As of Thursday morning, the largest of the blazes, the Lazier Creek 3 Fire near Middle Thompson Lake, had scorched 1,145 acres and was 30 percent contained. Yesterday, firefighters constructed containment line along the south and east flanks of the blaze and today they will start working on the northwest side of the fire. Firefighters have also been trying to douse spot fires that have emerged from the main blaze.

The Eastern Montana Type II Incident Management Team has also been battling four smaller fires. The Rogers Mountain Fire had burned 78 acres and was 49 percent contained, as of Thursday morning. Firefighters have been digging containment lines around the blaze and laying water hoses in an effort to extinguish hot spots. The 15-acre Grubb Fire, located north of Pleasant Valley, was listed as 100 percent contained and firefighters were starting to mop up the fire on Thursday. The NW Meadow Peak Fire has burned 11.5 acres and was listed as 79 percent contained. And the 2645 Fire had scorched 3.25 acres and was 50 percent contained.

Fire managers said they expect temperatures to continue to rise through the end of the week and into the weekend. The National Weather Service was predicting temperatures in the 80s and 90s for the next few days.

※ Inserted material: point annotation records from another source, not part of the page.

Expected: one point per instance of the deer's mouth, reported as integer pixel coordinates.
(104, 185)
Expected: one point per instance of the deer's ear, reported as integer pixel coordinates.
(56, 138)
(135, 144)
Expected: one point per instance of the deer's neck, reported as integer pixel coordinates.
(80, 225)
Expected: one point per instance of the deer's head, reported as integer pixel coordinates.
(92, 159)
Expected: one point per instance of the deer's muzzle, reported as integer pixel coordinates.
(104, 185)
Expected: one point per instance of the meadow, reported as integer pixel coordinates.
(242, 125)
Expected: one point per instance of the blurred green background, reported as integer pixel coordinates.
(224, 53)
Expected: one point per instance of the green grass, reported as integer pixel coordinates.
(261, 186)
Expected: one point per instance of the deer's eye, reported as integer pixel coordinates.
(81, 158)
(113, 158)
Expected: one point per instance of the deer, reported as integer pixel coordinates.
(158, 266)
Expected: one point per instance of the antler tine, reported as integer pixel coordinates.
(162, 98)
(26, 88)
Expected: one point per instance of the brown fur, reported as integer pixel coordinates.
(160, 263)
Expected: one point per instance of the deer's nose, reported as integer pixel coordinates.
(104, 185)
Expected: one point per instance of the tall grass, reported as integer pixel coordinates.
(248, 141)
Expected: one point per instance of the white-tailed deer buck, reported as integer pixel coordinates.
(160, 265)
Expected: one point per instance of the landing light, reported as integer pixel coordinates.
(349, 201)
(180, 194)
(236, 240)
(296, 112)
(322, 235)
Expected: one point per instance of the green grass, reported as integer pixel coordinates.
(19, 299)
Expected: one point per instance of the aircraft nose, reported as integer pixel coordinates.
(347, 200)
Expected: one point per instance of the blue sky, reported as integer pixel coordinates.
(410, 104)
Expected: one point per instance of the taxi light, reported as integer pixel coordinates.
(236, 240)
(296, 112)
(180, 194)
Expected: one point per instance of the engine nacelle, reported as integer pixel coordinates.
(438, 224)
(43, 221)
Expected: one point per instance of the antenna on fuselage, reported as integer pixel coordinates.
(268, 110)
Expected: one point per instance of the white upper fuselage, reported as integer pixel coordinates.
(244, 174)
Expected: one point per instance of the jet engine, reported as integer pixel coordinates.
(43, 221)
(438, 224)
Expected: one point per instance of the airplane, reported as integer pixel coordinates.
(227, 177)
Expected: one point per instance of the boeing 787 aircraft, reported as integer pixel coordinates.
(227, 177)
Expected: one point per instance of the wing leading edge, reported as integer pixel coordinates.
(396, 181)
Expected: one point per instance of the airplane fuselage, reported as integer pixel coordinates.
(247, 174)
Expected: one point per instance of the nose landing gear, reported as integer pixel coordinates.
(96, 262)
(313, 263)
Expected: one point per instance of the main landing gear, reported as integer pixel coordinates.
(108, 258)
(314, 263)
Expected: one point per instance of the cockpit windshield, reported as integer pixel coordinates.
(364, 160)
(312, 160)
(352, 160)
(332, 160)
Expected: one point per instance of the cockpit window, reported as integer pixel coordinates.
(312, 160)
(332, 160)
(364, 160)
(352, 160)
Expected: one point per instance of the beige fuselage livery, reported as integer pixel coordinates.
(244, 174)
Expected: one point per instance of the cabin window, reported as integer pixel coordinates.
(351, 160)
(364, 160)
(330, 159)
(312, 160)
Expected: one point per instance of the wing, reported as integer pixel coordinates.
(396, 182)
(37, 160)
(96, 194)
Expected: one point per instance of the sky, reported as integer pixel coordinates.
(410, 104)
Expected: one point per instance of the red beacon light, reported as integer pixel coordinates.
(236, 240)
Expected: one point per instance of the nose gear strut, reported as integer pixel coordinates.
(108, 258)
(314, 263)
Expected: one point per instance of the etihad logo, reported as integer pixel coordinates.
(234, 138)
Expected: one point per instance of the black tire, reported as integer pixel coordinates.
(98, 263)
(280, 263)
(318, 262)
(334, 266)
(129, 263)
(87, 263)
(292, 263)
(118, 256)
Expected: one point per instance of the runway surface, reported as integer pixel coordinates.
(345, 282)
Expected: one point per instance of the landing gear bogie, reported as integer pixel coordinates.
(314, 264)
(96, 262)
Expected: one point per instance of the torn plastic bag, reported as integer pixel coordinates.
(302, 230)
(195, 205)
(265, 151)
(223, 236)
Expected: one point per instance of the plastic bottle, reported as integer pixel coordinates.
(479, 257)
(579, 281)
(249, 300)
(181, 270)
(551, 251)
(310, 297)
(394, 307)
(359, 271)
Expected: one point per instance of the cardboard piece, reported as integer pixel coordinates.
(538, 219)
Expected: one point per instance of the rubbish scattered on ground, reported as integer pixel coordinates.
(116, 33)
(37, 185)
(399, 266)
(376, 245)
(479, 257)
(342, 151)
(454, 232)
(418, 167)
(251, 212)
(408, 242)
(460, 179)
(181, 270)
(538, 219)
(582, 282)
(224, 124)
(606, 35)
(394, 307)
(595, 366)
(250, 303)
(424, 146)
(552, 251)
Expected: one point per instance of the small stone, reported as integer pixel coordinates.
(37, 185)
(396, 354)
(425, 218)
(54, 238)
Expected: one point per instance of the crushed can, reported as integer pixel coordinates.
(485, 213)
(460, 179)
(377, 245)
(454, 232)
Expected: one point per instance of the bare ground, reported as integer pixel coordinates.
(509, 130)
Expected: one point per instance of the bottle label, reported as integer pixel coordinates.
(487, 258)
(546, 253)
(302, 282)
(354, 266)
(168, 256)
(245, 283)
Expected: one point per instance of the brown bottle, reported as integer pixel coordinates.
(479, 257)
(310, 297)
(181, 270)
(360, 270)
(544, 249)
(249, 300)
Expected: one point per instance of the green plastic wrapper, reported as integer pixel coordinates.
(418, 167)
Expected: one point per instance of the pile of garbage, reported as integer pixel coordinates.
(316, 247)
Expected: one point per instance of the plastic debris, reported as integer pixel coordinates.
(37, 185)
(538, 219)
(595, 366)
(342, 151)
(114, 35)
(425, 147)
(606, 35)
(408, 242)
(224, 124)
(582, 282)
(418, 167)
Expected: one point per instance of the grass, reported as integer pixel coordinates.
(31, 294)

The five fires west of Kalispell have resulted in a handful of closures, most notably, the Thompson River Road from the junction with U.S. Highway 2 to mile marker 28.

The five fires west of Kalispell were first discovered on Sunday and forced the evacuation of a handful of remote cabins, including the Bend Ranger Station.

This story will be updated when additional information becomes available.